I’ve encountered this ‘quirk’ of the system before. It seems to have great difficulty with the concept of travelling from Aber to Birmingham and then changing onto the service that goes to Reading. So, as usual, I’ll have to ask the stupid search engine to search for two separate journeys. (Well, I end up doing that sort of thing a lot anyway, largely because it is such an unbelievably stupid search engine.)

For chrissakes, it’s not as though I’m asking for something complicated. I want to go from Aberystwyth to Oxford. It’s simple. There are railway stations in both places. A train leaves Aberystwyth at 7.30. I can do it with a single change of train. It takes less than 5 hours. But the ‘system’ said this journey does not exist.

….

OK, 15 minutes ago, it told me that the 7.30 journey didn’t exist, and I was so annoyed I wrote a longer version of the rant above. And now, on trying again, it is, in fact, there.

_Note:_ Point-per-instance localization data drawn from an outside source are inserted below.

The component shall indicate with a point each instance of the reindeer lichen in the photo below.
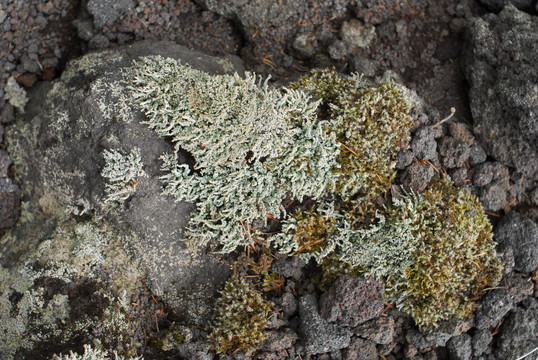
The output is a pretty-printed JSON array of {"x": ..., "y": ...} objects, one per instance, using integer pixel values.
[
  {"x": 123, "y": 173},
  {"x": 433, "y": 251},
  {"x": 249, "y": 151}
]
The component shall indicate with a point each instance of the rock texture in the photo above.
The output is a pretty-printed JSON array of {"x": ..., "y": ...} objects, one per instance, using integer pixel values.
[
  {"x": 521, "y": 234},
  {"x": 318, "y": 335},
  {"x": 76, "y": 261},
  {"x": 352, "y": 301},
  {"x": 500, "y": 60}
]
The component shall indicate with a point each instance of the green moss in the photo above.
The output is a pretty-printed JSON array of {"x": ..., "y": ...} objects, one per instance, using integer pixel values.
[
  {"x": 240, "y": 319},
  {"x": 371, "y": 124},
  {"x": 455, "y": 256},
  {"x": 433, "y": 252}
]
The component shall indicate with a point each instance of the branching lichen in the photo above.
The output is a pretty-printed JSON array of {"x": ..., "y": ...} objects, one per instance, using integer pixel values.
[
  {"x": 433, "y": 251},
  {"x": 123, "y": 173},
  {"x": 249, "y": 151}
]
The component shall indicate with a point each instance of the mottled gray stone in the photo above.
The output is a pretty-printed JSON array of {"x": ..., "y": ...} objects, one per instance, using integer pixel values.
[
  {"x": 352, "y": 300},
  {"x": 460, "y": 348},
  {"x": 69, "y": 232},
  {"x": 494, "y": 306},
  {"x": 380, "y": 330},
  {"x": 108, "y": 10},
  {"x": 498, "y": 5},
  {"x": 480, "y": 341},
  {"x": 424, "y": 144},
  {"x": 303, "y": 46},
  {"x": 477, "y": 154},
  {"x": 417, "y": 176},
  {"x": 361, "y": 349},
  {"x": 520, "y": 233},
  {"x": 357, "y": 33},
  {"x": 279, "y": 340},
  {"x": 337, "y": 50},
  {"x": 518, "y": 332},
  {"x": 500, "y": 60},
  {"x": 317, "y": 334}
]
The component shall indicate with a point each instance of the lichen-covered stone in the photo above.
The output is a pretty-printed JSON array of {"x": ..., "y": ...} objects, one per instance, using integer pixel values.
[
  {"x": 494, "y": 306},
  {"x": 72, "y": 264},
  {"x": 518, "y": 332}
]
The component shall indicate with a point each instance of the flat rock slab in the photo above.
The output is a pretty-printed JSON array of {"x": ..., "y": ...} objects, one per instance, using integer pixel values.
[{"x": 57, "y": 147}]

But it’s completely arbitrary. I do this search: Aberystwyth-Oxford (no restriction on changes or connections), weekday, departing at 7am.

First time, it gives me a single choice, departing at 17.35. (Note: there are trains out of Aber every 2 hours from 5am onwards on weekdays. And the trains from Brum to Oxford run twice an hour.)

Run it again, identical search: two choices, 7.30 (hurrah! at last!) or 9.25

Try it a third time? Back to the 17.35 option again.

(If I try a couple more times, I can probably get the ‘non-existent journey’ option at some point too. But I do have better things to do. I swear that I did get that screen first time out, though.)

Perfectly bizarre.

And they wonder why people don’t want to use public transport…

PS: do you think the trains are likely to be any better by 2012? (Groan. And I really wanted to see that insufferable smug git Seb Coe choking back the tears, too.)